I’m relieved. Somehow, this time it just seemed like a drag.
Although at least they’ve straightened out the cell phone situation, and all the juror materials spell out a consistent policy: The ban on electronic communications devices applies only to the Criminal Court at 26th and California, and even there it does not apply to jurors.
I guess the courts have finally realized that cell phones are not some newfangled court-business-disruption doohickey, but rather an important part of how everybody lives their lives, so it’s a bit extreme to deprive people of them for the convenience of the court. But I suspect what’s also happened is that cell phones are so useful that the courts just run more smoothly if all the court personnel and lawyers have them. And once you have so many phones permitted in the court — some of which are bound to ring at the wrong time — letting jurors and other participants have them doesn’t seem like a big deal anymore. They’re just another disruption.

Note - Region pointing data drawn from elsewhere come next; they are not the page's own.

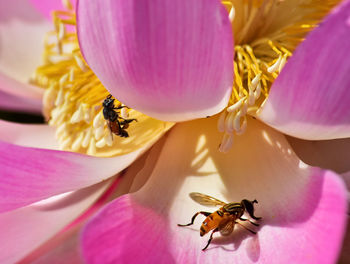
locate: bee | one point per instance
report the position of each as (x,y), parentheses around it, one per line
(224,219)
(116,124)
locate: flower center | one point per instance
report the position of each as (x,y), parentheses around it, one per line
(266,33)
(72,101)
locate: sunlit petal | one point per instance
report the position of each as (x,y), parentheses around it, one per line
(32,174)
(294,200)
(310,99)
(22,30)
(27,228)
(168,59)
(328,154)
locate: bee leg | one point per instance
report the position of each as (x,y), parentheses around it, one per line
(119,107)
(194,217)
(246,228)
(242,219)
(211,237)
(250,208)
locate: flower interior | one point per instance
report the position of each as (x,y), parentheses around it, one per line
(73,97)
(266,33)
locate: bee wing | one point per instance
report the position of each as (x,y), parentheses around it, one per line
(227,228)
(204,199)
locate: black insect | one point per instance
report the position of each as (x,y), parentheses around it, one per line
(116,123)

Interestingly, the stated reason for having any cell-phone ban at all is because some people connected to criminal defendants were using them to snap photos of jurors, presumably in an attempt to intimidate them. Apparently it’s only a serious problem at the main criminal court building, because the ban has been suspended at all the other court buildings, and it doesn’t apply at all downtown because they don’t handle criminal cases there.
Anyway, I’ve usually been kind of excited about jury duty. I write a lot about legal issues, and jury duty is a good chance to see the system at work. Both times I served, I found it a fascinating experience. This time, though, I didn’t want to go. I just didn’t feel up to dealing with serious drama and arguing with people. (I know you lawyers read this and go, “What? Why? Isn’t that the best thing ever?”)
Last time I served on a criminal jury, I convicted a guy of a felony assault against a Melrose Park police officer, and rather than face the sentence, he fled. A few years later, the Melrose Park Police Department was hit with a scandal, involving a private security firm owned by Chief Vito Scalvo (now in federal prison) and staffed with on-duty officers (I have no idea whether the officer who testified was one of them). Local businesses had been pressured into hiring the firm.
All of which raises the question: If I had known the Melrose Park police department was filled with thieves and extortionists, would I have been as willing to believe the testimony of one of its officers? Which raises the bigger question: Did I fuck up a guy’s life on the word of a crooked cop?
I guess I’m glad I didn’t get picked at least in part because I just didn’t feel up to making perilous decisions about someone else’s freedom again.